Lessons from Tarot 8 - Information for stack traces and profiling

Throughout the whole compile pipeline we keep a small piece of information about the expressions we are compiling. Just the name of the file it was in and the function it came from. I have found that (at least) this is crucial for doing programming. You are going to encounter a lot of crashes and errors and it’s essential to know where it came from.

So this information is used by tarot to create our stack traces.

stack trace example

(define (increment n) (+ n 1))
(define (main)
  (map increment '(4 65 9 foo 72)))
(main)
=======================
STACK TRACE
increment: a.scm
map: build/compiler/std/lists.scm
map: build/compiler/std/lists.scm
map: build/compiler/std/lists.scm
map: build/compiler/std/lists.scm
a.scm
***
=======================

Assertion failed: scm_gettag(p) == TAG_NUMB (builtins.c: bltn_add: 214)
Aborted

As you can see, the crash happened inside increment and map is not tail recursive!

Profiling example

I have been slowly getting some of the larceny scheme benchmark programs to run in tarot. I was particularly surprised by the lattice count benchmark, it was 140 seconds in tarot compared to 0.3 seconds in chez. I used the profiler on it to find out that all the time was being spent in the comparator function and member. That pointed me to my very inefficient CASE implementation - when I fixed that it run in about 25 seconds. I hope it speed it more too.

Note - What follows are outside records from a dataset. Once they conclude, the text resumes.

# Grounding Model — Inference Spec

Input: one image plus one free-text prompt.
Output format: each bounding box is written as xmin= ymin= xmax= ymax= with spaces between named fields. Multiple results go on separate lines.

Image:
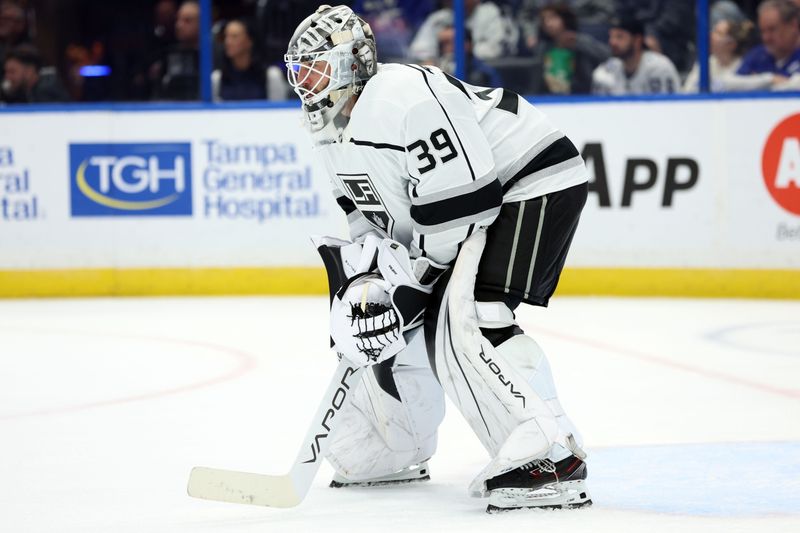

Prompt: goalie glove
xmin=378 ymin=239 xmax=447 ymax=332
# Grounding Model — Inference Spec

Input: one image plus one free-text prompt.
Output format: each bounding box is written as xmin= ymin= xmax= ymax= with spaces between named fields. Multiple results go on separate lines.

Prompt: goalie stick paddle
xmin=188 ymin=357 xmax=364 ymax=508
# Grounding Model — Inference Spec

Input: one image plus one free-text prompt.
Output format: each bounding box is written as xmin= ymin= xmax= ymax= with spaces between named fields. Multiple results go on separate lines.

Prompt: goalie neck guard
xmin=284 ymin=5 xmax=378 ymax=142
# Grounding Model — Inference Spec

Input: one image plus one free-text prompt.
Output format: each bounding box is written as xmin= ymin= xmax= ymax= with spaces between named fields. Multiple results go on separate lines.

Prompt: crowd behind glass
xmin=0 ymin=0 xmax=800 ymax=104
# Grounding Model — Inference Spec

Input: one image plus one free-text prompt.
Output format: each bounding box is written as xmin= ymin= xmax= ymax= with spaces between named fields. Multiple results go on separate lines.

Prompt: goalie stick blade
xmin=188 ymin=466 xmax=305 ymax=508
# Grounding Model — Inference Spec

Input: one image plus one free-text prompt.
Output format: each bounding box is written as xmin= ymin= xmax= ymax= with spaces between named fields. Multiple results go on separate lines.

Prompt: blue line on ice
xmin=587 ymin=442 xmax=800 ymax=517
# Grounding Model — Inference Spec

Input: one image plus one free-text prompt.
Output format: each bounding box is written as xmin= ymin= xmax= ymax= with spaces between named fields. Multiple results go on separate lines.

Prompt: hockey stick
xmin=188 ymin=358 xmax=364 ymax=508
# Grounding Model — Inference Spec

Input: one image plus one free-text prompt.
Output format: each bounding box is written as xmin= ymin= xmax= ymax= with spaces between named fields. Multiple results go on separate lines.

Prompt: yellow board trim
xmin=0 ymin=268 xmax=800 ymax=299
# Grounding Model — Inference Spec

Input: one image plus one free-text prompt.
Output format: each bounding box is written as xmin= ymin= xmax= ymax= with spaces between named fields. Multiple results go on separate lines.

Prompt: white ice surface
xmin=0 ymin=298 xmax=800 ymax=533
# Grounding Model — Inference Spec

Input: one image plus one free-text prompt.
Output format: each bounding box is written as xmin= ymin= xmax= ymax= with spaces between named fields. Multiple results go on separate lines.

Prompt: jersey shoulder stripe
xmin=350 ymin=138 xmax=406 ymax=152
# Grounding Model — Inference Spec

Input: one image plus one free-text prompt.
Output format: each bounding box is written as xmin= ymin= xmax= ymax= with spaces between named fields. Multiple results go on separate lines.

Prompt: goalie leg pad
xmin=428 ymin=231 xmax=582 ymax=496
xmin=327 ymin=331 xmax=444 ymax=482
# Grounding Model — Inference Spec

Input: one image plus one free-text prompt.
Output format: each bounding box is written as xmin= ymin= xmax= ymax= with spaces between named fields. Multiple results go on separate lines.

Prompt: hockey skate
xmin=330 ymin=461 xmax=431 ymax=489
xmin=486 ymin=455 xmax=592 ymax=513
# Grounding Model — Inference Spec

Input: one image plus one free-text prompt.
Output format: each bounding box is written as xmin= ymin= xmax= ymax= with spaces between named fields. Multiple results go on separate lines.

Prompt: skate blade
xmin=486 ymin=480 xmax=592 ymax=513
xmin=328 ymin=476 xmax=431 ymax=489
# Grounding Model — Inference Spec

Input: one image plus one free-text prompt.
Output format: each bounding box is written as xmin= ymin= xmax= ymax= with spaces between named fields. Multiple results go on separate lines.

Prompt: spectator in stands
xmin=616 ymin=0 xmax=696 ymax=72
xmin=517 ymin=0 xmax=615 ymax=50
xmin=683 ymin=19 xmax=755 ymax=93
xmin=2 ymin=44 xmax=67 ymax=104
xmin=350 ymin=0 xmax=437 ymax=59
xmin=439 ymin=28 xmax=503 ymax=87
xmin=711 ymin=0 xmax=748 ymax=28
xmin=211 ymin=19 xmax=267 ymax=100
xmin=409 ymin=0 xmax=519 ymax=64
xmin=535 ymin=3 xmax=611 ymax=94
xmin=728 ymin=0 xmax=800 ymax=91
xmin=0 ymin=0 xmax=29 ymax=61
xmin=211 ymin=19 xmax=291 ymax=101
xmin=592 ymin=17 xmax=680 ymax=95
xmin=154 ymin=0 xmax=200 ymax=100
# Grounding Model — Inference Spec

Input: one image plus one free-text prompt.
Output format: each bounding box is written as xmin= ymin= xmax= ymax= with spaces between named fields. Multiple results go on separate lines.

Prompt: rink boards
xmin=0 ymin=94 xmax=800 ymax=298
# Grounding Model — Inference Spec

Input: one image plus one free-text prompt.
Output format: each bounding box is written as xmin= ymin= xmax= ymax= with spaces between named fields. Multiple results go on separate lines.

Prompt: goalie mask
xmin=284 ymin=5 xmax=378 ymax=140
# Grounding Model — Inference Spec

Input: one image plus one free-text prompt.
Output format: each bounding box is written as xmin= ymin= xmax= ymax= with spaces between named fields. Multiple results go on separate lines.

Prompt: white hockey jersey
xmin=316 ymin=64 xmax=588 ymax=264
xmin=592 ymin=50 xmax=681 ymax=95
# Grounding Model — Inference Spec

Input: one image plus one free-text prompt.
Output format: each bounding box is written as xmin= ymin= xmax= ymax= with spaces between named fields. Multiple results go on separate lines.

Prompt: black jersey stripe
xmin=443 ymin=72 xmax=469 ymax=98
xmin=495 ymin=89 xmax=519 ymax=115
xmin=503 ymin=137 xmax=579 ymax=193
xmin=411 ymin=175 xmax=503 ymax=226
xmin=350 ymin=139 xmax=406 ymax=152
xmin=336 ymin=196 xmax=356 ymax=215
xmin=406 ymin=65 xmax=475 ymax=181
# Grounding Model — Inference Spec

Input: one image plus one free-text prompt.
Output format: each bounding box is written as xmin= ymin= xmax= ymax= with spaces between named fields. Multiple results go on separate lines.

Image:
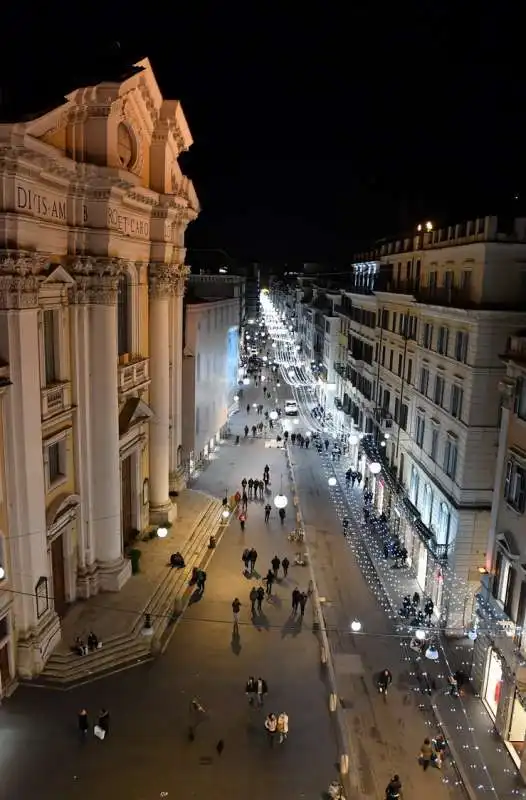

Here’s what the profiler output looks like:

(l2 3)
(l2-l3 6)
(l3 10)
(l3-l2 4)
(l4 120549)
125121
(took 125 seconds and 121 ms)
0 - allocate-closure?: build/compiler/gen/shapes.scm
0 - special:open: build/compiler/passes/parser.scm
1 - maps: ./tests/benchmarks/lattice.scm
3 - concat-map: ./tests/benchmarks/lattice.scm
786 - count-maps: ./tests/benchmarks/lattice.scm
34762 - sum: ./tests/benchmarks/lattice.scm
72469 - maps-rest: ./tests/benchmarks/lattice.scm
156371 - reverse!: ./tests/benchmarks/lattice.scm
198207 - zulu-select: ./tests/benchmarks/lattice.scm
380241 - select-map: ./tests/benchmarks/lattice.scm
449224 - map-and: ./tests/benchmarks/lattice.scm
717334 - maps-1: ./tests/benchmarks/lattice.scm
7432437 - run: ./tests/benchmarks/lattice.scm
12220816 - lexico: ./tests/benchmarks/lattice.scm

When you compile the virtual machine you can pass in a flag to create the version with profiling enabled that’s a little slower but gives you all that information at the end of a run.

Compiling

The file & function name information are placed into the compiled qcode output by this function from the ‘flatten’ pass:

(define (flatten-toplevel top ender tail? stk)
  (let* ((nm (car top))
         (info (cadr top))
         (target (caddr top))
         (tmps (cadddr top))
         (exp (cadddr (cdr top)))
         (nm-end (gensym "info-end")))
    (stack-push! stk `(elt (information ,nm ,nm-end ,info))) ;; Emit an 'information' opcode that
    `(cat (elt (label ,nm))                                  ;; knows where the start
          ,(if (= 0 tmps)
               '(cat)
               `(elt (stack-grow ,tmps)))
          ,(flatten-exp exp 'reg:acc tail? info stk)
          (elt (label ,nm-end))                              ;; and end of the compiled function is.
          ,(if target
               `(elt (set-glo ,target))
               '(cat))
          ,ender)))

So qcode files start with a big chunk of information opcodes that describes each function that will be loaded.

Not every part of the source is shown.